I’d like to say how sorry I am to hear about the death of Sheldon Adelson.
I’d like to but it’s impossible because he was a tumescent ball-bag. In the end, Non-Hodgkin's lymphoma was to him what he was to the poker world.https://t.co/C5nEfpIeXG
— 🃏 David Lappin 🃏 (@dklappin) January 12, 2021
Some of Adelson’s beneficiaries also found positions in the US Department of Justice, the same governmental body that overturned the 2011 DOJ’s Office of Legal Counsel decision to relegate the Wire Act to sports betting applications only.
The Wall Street Journal exposed Adelson’s efforts in 2019, just weeks after the new Trump Administration-led DOJ released its Wire Act decision to the public. There was some pushback to Adelson’s efforts later in 2019, but nothing substantial came of it.
States have sued over the Wire Act decision, and the US District Court ruled it unconstitutional. The Justice Department appealed that decision, and it now awaits a ruling from the US Court of Appeals.
Leaving Behind $35 Billion
The Las Vegas Review-Journal claims that Adelson recently ranked 38th among rich Americans with $35 billion in assets.
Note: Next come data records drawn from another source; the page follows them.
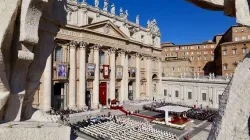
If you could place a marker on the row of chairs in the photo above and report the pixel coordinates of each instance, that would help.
(193, 113)
(126, 129)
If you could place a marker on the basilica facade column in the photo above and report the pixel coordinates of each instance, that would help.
(149, 77)
(72, 75)
(112, 73)
(138, 76)
(47, 82)
(82, 75)
(160, 90)
(97, 76)
(126, 76)
(122, 95)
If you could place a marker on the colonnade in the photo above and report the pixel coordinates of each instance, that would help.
(123, 95)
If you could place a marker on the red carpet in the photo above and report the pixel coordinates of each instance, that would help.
(138, 115)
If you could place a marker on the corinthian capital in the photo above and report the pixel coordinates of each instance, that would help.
(112, 50)
(73, 43)
(83, 45)
(138, 55)
(97, 47)
(121, 52)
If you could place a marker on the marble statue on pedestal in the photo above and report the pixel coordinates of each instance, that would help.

As for philanthropy, the Adelsons created a medical research foundation, the Adelson Family Foundation to “strengthen the State of Israel and the Jewish people,” and a clinic for drug abuse treatment in research.
Adelson died this week of cancer. He was 87 years old. His wife survives him, as do his three sons, three daughters, and 11 grandchildren.
Dr. Miriam Adelson’s statement called her husband “utterly irreplaceable.”
American Gaming Association (AGA) President and CEO Bill Miller called Adelson’s death a tremendous loss to the gaming community. Miller called him a “true visionary and pioneer of modern casino gaming for more than three decades,” leaving an “indelible mark” on the industry.